第41章 ・迷子札あるいは首輪
「とりあえずな、若利。」
一通り回想して瀬見は言った。
「お前どんだけ文緒の所有権主張したい訳。んなことしなくてもあいつがお前置いてどっか行くかよ。」
「文緒は大丈夫だろうが俺の気持ちの問題だ。」
「若利の癖に気持ちの問題とか言い出した。」
「そこはよくわからないがとにかく問題は他校の奴だ。」
「及川辺りにかっさらわれるって思ってんのか。」
「あいつはあり得ない。絶対にだ。」
「若利が怒ってるぞ。」
「めっずらしー、隼人君写真撮っちゃえ。」
「俺だって命が惜しいわ、馬鹿。」
「つまんねえの。」
「何なんですこの流れ。」
白布がうんざりしたような顔をする。
「大平さんも止めてください。あの嫁が絡むとすぐこれだ。」
「と言うより賢二郎もとうとう嫁認定なんだな。」
大平が白布に言う一方、五色が牛島さんっとでかい声で若利に言った。
「結局首輪つけるくらい文緒が好きになったんですかっ。」
「何でお前はそーゆー事をでかい声で聞くかな。」
後輩をぶっ飛ばしに行きかねない瀬見を川西が抑えるが五色はその状況を理解しておらず、やはりと言うべきか若利は何も考えずに答えた。
「そうだ。」
主将の爆弾発言はたちまちのうちに部室内を沈黙させた。
「おい、うちのエースになる奴ってこんなんばっかりか。
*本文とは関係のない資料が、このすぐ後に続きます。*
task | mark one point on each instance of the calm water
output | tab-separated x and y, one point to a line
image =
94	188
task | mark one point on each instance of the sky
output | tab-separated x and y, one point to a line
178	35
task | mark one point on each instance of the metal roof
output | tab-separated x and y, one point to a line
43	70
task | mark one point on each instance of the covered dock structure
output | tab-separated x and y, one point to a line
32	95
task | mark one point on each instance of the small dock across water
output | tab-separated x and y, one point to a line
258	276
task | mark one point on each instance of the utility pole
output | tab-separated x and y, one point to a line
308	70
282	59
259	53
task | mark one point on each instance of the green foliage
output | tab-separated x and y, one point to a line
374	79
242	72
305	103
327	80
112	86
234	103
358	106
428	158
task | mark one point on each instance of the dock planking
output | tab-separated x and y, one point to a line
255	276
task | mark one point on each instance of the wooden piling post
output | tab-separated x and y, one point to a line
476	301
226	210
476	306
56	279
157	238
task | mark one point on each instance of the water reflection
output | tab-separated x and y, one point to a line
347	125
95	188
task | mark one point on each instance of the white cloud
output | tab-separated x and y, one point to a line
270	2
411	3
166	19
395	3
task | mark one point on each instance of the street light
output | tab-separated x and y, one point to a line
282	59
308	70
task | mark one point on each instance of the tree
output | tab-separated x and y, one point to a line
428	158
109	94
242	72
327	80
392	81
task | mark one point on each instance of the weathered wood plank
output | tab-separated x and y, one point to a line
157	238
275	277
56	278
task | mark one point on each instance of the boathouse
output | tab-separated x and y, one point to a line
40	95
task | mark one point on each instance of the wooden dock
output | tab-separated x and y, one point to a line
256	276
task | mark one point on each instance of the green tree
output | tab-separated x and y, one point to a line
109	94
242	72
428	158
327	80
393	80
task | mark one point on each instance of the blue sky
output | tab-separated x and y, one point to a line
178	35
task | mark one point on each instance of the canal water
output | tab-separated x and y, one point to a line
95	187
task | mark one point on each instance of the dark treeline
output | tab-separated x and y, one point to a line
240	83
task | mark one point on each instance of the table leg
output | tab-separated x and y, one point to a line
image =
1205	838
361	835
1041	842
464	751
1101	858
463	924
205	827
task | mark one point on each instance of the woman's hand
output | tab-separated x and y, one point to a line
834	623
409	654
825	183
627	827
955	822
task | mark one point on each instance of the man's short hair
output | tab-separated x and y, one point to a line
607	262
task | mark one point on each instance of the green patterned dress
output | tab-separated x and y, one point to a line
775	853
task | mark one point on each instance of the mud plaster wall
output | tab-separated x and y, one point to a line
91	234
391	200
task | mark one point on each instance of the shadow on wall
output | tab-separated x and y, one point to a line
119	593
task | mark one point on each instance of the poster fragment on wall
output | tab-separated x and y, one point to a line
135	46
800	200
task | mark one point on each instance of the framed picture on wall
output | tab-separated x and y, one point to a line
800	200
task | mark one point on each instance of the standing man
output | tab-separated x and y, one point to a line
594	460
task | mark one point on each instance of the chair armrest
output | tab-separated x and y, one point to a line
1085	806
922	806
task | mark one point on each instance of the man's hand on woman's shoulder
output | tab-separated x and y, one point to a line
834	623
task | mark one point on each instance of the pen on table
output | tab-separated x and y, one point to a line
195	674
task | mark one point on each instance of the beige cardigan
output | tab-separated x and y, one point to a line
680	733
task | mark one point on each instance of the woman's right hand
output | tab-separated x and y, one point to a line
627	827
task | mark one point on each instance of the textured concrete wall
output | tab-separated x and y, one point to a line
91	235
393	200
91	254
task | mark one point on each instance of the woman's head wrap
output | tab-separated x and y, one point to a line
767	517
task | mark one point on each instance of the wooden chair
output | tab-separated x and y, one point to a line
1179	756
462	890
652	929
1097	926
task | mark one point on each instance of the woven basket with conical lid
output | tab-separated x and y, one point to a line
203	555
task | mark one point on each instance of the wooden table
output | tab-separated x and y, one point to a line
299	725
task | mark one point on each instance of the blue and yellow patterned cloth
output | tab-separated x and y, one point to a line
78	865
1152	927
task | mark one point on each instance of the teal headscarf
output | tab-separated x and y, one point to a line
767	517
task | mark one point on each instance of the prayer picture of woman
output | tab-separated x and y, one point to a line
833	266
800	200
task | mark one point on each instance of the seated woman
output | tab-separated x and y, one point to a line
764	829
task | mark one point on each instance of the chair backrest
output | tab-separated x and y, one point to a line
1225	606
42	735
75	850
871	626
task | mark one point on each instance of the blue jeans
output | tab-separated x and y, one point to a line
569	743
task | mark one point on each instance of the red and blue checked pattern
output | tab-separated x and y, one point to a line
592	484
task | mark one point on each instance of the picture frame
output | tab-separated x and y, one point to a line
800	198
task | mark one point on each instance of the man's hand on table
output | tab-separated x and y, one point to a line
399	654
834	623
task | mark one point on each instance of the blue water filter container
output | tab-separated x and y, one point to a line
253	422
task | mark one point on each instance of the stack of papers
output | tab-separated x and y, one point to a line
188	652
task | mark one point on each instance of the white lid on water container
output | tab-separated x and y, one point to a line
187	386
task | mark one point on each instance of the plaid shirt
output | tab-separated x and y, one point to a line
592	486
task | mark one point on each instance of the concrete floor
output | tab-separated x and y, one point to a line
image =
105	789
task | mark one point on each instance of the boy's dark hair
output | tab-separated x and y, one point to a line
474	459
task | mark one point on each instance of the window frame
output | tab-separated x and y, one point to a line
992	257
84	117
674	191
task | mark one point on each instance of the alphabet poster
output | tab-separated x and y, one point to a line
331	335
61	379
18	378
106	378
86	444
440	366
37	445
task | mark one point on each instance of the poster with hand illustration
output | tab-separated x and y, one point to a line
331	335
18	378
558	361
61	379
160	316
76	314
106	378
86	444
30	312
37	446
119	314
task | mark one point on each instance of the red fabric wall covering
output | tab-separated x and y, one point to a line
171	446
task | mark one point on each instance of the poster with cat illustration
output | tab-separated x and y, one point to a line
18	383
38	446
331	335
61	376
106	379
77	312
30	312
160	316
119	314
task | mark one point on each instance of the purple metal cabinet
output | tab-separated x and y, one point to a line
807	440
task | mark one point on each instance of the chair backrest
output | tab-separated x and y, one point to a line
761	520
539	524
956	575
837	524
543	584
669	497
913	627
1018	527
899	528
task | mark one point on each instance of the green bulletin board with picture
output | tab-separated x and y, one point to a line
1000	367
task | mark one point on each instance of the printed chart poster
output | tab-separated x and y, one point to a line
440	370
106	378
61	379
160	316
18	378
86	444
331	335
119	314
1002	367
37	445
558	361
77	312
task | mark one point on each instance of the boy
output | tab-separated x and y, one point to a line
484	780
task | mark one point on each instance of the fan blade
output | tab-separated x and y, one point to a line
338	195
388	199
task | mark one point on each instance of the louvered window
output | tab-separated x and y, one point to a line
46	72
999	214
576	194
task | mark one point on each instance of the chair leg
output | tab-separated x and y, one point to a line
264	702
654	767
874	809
」
「俺に聞かないでください山形さん、いずれにせよ2人とも処置なしです。」
「こうなったらいっその事文緒ちゃん呼んでこようよ、誰か1-4行ってきてー。」
「天童、馬鹿言うんじゃないよ。」
「つまんね。」
何も知らない文緒は掃除当番を終えて瀬見が言う所の迷子札または五色が言う所の首輪をつけたまま1人下校しようとしていた。